## Thursday, June 17, 2010

### Reservoir Sampling - K samples from an infinite stream

Question;
You have a stream of infinite queries (ie Google searches). Describe how you would find K uniformly distributed samples and write code for it.

Reservoir Sampling is an algorithm designed to take K samples from a stream of samples of unknown size in linear time.

How it works.
The idea is simple. Firstly note that until the samples appear you don't know the total number of samples. To avoid this problem you fill up a reservoir of samples and then adjust it as each new sample appears.

First record samples until you have filled the reservoir(K samples). Once you have the first K samples the probability of each sample being in the final result was K/K or 100%.

Now when the K+i sample appears the probability of the new sample appearing in one _PARTICULAR_ output slot becomes 1/K+i. Since there are K potential output slots there is K/(K+i) chance of it being in the output and i/(K+i) chance that it wont be.

So choosing whether or not to add the new sample is easy we toss the dice. If we decide that the new sample is in the output then one of the existing items needs to be removed. Since all the items that where added to output and have equal chance of being present they also have equal chance of being removed. Hence we can simply choose to remove one of the existing samples with a 1/K probability.
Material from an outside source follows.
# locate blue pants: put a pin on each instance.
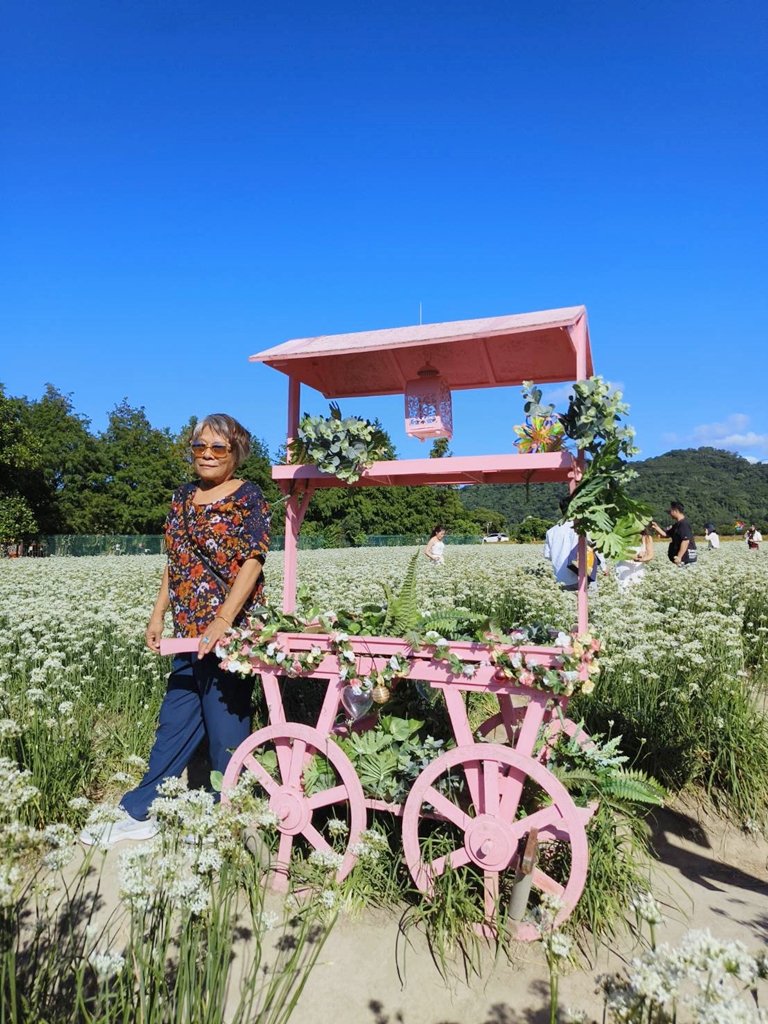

This make sense logically but how do we prove it.
• Assuming the prior stage worked correctly each element in the output should have K/(K+i-1) chance of being present.
• There is i/(K+i) chance that prior output will be unchanged this round. Hence each element has Ki/(K+i)(K+i-1) chance of being output if the unchanging choice is made for this stage.
• There is K/(K+i) chance that this something in the output will change
• And for each element there is (K-1)/K chance it will not be replaced thus a total of (K-1)/K * K/(K+i) * K/(K+i-1) chance it will not be removed.
• So conversely there is a 1/K * K/(K+i) * K/(K+i-1) chance that it will be replaced.

Hence the net chance of the existing elements making it to the next round is the sum of the chance that nothing changed with the chance that it was not the one that changed.
= Ki/(K+i)(K+i-1) + (K-1)K/(K+i-1)(K+i)
=> (Ki + (K-1)K)/(K+i-1)(K+i)
=> K(i+K-1)/(K+i-1)(K+i)
=> K/(K+i)
Q.E.D.


And of course the chance of the new element making to the output was K/(K+i). As you can see it has nicely balanced out for the possible output items for this stage.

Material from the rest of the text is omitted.